Although this campaign based in rural and semi-rural areas, Vodafone India's focus for M-Pesa is customers from both urban as well as rural areas, from a money transfer perspective. Parallely, it is also looking at pitching M-Pesa on the payment space for making convenient bill payments too.

While an increasing number of mobile wallet companies like MobilKwik, Oxigen and Paytm are weeding out the middle-men in online payment, Vodafone M-Pesa still works on the agent based model.

"While the self registration load and usage of wallets has seen a surge, we believe the agent network will prove to be a strong differentiator for us from the money transfer and cash-out perspective, and hence, we continue to invest in making the network sustainable on a long terms basis. The agent network is a key stake holder in our business and helps us connect with our customers," asserts Sethi.

When it comes to marketing challenges, Vodafone India has to battle the ubiquitous agent network and conquer the 'fear of technology' syndrome of the TG, through various communication and on-ground activation programmes.

M-Pesa was launched by Vodafone India in 2012 and, currently, it offers services like cash transfer (to bank or mobile), pay merchants for goods and services, make bill payments, DTH and utility, among others.
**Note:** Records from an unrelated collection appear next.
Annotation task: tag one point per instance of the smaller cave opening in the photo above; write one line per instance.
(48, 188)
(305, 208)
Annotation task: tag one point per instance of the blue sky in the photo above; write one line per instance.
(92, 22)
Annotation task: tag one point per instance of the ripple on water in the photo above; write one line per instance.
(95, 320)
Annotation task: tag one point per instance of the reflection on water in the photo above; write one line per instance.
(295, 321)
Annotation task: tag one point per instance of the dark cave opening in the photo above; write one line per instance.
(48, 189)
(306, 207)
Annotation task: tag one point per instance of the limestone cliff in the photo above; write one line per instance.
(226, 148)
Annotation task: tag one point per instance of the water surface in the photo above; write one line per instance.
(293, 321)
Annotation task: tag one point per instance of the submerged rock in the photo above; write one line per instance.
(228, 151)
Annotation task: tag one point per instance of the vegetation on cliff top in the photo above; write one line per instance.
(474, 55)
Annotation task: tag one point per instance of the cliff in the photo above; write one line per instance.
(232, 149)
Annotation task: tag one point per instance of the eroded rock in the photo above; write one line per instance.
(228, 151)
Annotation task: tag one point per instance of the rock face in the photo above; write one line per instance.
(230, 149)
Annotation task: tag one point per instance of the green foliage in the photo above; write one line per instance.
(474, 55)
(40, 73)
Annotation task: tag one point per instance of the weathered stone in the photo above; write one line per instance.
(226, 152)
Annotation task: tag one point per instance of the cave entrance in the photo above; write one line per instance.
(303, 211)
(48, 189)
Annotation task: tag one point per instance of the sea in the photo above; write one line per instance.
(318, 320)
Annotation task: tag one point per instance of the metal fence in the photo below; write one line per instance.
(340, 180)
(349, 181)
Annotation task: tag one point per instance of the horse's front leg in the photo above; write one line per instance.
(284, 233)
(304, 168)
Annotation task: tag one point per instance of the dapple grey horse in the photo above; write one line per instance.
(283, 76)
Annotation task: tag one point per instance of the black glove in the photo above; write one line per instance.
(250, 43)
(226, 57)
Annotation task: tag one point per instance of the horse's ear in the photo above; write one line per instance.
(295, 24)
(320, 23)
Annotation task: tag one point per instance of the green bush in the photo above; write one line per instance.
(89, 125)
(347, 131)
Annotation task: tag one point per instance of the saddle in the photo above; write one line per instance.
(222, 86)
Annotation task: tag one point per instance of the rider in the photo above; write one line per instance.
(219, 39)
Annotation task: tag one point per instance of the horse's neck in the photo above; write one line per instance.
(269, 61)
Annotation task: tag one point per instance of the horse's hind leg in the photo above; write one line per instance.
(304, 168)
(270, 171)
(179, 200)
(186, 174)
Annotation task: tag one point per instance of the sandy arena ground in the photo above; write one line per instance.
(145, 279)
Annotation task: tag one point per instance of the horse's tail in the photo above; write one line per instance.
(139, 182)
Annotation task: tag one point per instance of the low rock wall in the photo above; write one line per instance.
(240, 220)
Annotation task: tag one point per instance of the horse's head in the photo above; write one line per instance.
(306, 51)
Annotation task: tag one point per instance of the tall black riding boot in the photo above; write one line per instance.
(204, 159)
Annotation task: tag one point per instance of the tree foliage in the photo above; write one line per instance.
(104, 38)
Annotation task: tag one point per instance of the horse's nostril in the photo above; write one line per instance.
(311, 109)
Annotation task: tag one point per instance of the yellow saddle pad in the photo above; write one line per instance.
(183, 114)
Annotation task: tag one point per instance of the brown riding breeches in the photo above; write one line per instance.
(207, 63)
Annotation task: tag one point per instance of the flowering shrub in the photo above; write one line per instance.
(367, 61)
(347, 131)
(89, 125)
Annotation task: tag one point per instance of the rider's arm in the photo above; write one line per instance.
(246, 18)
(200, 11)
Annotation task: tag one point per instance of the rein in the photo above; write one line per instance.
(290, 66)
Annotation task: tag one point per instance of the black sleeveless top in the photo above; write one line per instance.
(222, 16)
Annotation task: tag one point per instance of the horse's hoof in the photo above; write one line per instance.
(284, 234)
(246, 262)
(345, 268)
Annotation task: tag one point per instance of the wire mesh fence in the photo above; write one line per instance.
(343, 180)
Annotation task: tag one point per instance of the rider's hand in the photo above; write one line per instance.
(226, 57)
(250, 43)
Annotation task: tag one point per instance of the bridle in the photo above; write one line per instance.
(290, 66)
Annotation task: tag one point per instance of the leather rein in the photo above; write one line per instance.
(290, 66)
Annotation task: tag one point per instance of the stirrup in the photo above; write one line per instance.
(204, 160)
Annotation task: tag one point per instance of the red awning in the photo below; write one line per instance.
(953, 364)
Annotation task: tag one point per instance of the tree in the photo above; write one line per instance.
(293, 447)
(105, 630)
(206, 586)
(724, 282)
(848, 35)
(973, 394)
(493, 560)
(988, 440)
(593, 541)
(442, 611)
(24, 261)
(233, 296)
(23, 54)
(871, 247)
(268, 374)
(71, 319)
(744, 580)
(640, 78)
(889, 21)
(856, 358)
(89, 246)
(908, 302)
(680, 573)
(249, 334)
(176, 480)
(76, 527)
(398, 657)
Customers can send a maximum of Rs.5,000 per day to another M-Pesa customer. The company claims to have over 60 per cent rural penetration and over 90,000 agents. As on March 31, 2015, it claims to have over three million customers.

Missing Connect

Subhashish Sarkar

Aneil Deepak

Subhashish Sarkar, managing partner, The Social Street, is not impressed with the concept. "The idea is nice and has the potential to go viral on social media. But, the ground reality will not let it work," he says.

According to Sarkar, it seems implausible that, in North Indian villages, men would readily give women an umbrella that might lead to violence against men themselves. "But, more importantly, though I am all for women's safety, inducing violence is not the right tactic. If a woman injures someone with the umbrella, using the techniques shown, will the brand back it up? Especially given the legal connotations, won't the brand be held responsible?," he questions.

Meanwhile, Aneil Deepak, head of ideas, DDB MudraMax and executive director, DDB Mudra Group, thinks that, while the plot of the campaign was a fertile ground to create something really heart-warming, it didn't translate well in the campaign.

"The concept of long-distance relationship, often touted as a modern-day phenomenon, actually existed in rural India for decades; with men migrating for work to bigger cities. I believe, this was an extremely interesting ground for a story plot for the campaign," says Deepak.

For him, although the intent behind the campaign was good, the idea to spin a story of self-defence through an umbrella and its integration with the brand M-Pesa does not cut ice. "If you take out M-Pesa branding in the end, this campaign can fit into any other brand's communication. The brand relevance is missing in it," he concludes.